Korespondencja została przekazana do zbiorów przez Hildie Kraus, prawnuczkę Teofila i Marty Glocerów, wnuczkę Haliny. Z rozpoczęciem wojny (1 września 1939 r.) Halina wraz z mężem (Mieczysławem Krausem) oraz 10-letnim wówczas synem Stefanem (ojcem Hildie) uciekli z Warszawy firmowym samochodem zabierając ze sobą jeszcze 6 innych osób. Najpierw wyjechali do Rumunii, później na tereny ówczesnej Jugosławii. W latach 1941–47 rodzina przebywała w Palestynie, skąd udała się do Nowego Jorku.
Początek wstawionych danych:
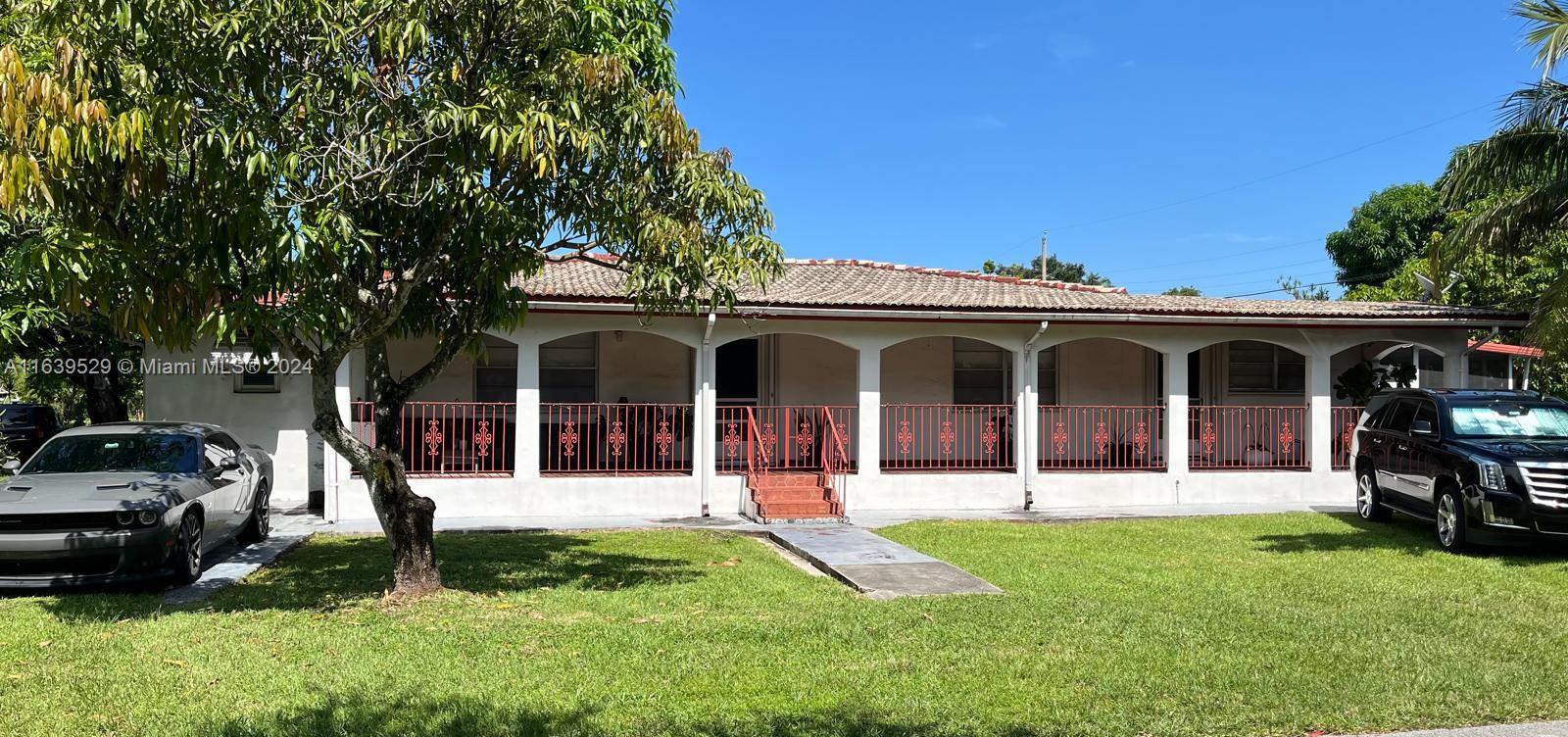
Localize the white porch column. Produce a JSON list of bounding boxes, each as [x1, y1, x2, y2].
[[513, 332, 539, 478], [692, 340, 717, 516], [857, 343, 881, 478], [1013, 345, 1040, 505], [1306, 350, 1335, 473], [1160, 351, 1190, 483], [321, 350, 364, 522]]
Teofil i Marta Glocer trafili w czasie wojny do getta warszawskiego, skąd w 1942 r. wyprowadził ich zięć – mąż Janki Franciszek („Franio”) Puncuch (-h) (1902–1944). Franio był jugosłowiańskim dyplomatą. Dzięki znajomościom udało mu się uratować z getta wiele innych osób. Franio jest jednocześnie jedynym członkiem rodziny, który poniósł śmierć podczas wojny (najprawdopodobniej w czasie powstania warszawskiego).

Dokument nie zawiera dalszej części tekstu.